生活者の嗜好の多様化しており、実際にGoogle 検索では、毎日 5 億種類の新しいキーワードの組み合わせが検索されています。(*1)
また、家電領域は特にオンラインとの親和性が高い領域で、オンライン経由での家電商品の販売は拡大しています。実際に、経済産業省の実施した調査によると、一般消費者向け物販系分野の中でも、「生活家電、AV機器、PC・周辺機器」などのいわゆる白物家電、黒物家電と呼ばれる分野のEC化比率は既に30%を超えており、市場規模は年率10% 近い勢いで拡大しています (*2/3)。さらに、Google 検索でも家電分野キーワードの検索数が、2016 年 7 月から 2018年 7 月時点を比較すると、約 2 倍に増加しています。
こうした市場拡大の中、株式会社カカクコムの運営する購買支援サイト価格.com でも、ショップへの誘導(コンバージョン)を増加すべく新たな施策を行った過程と結果をご紹介します。
多くのウェブメディアを運営している同社では、マーケティングでも数値による検証を事前にしっかり行った上で実行に移しています。今回も、有力な顧客獲得手段である検索広告について、広告クリエイティブの種類を増やすことでショップ誘導件数を増加させることができるのではないかという仮説を検証すべく、精緻な検証を行いました。

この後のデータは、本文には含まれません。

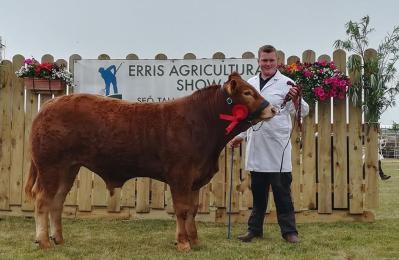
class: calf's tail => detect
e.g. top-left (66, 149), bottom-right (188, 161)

具体的には、テストを実施することで、キャンペーンに変更を適用する前に掲載結果を測定し、変更することでどのような影響が生じるかを把握できるよう、キャンペーンの下書きとテストを活用しました。これにより、確信をもって施策を実行することができました。
キャンペーンの下書きとテストでは、カメラカテゴリーに関して下記の検証を行いました(下図参照)。
・検証対象の顧客を ① 2 種類以下の広告クリエイティブしか配信しないグループ(コントロールグループ、元々のキャンペーン)と② 5 種類の広告クリエイティブを配信するグループ(テストグループ、効果があるか検証したいキャンペーン)に分ける
・① と ②でのショップ誘導数の増加の差分(アップリフト)のみを確認(調査期間中の他の要素(他の広告媒体による影響など)による影響を排除するため)
・差分が統計的に有意と言える差(たまたま起こった誤差の範囲ではない)であることを確認した上で、実行に移すべき施策かどうか判断する
結果として、上述の ① と ② のグループを比較した際に、誘導一件当たりの単価の減少が ① と ② で 16% もあり、且つ誘導数の増加率の差分が 8% もあった(両方とも統計的有意差あり*4)ため、行う価値のある施策とデータに基づいて判断ができました(下図参照)。
同社では、Google の日本チームが生み出したワードミックスモデル(Words Mix Modeling 、WMM)も導入し、多様化する顧客ニーズを機械学習技術でとらえ、さらなるショップ誘導件数の増加につなげています。
今回のキャンペーンを担当したカカクコム マーケティング本部の齊藤氏より
本検証以前は、成果の良い広告クリエイティブに厳選した広告運用を行っていましたが、「特定の広告クリエイティブだけで本当に問題ないのか?」という懸念点があったため、「顧客それぞれの状態に沿った広告を届けることができないか?」を実現することを狙い、今回の検証実施に至りました。
「キャンペーンの下書きとテスト」を利用したことで、統計的に有意な検証が実施できており、その結果としてコンバージョン数の純増が確認できたため、従来の成果の良いクリエイティブと共に、新たな広告クリエイティブを入れる価値が実証できたと考えております。
この結果を踏まえて、
・キーワードと広告クリエイティブの組み合わせを捉えて、サイトコンテンツ制作の参考にする
・今回実施したカメラカテゴリー以外のカテゴリーへ複数本の広告クリエイティブを追加
・弊社の他サービスへ今回の知見を共有&同施策の実施促進
を検討しています。また、将来的には潜在的なユーザーが価格.comファンになってもらえるようなKPI 設計や広告文の開発なども視野に入れてマーケティングを行っていきたいと考えています。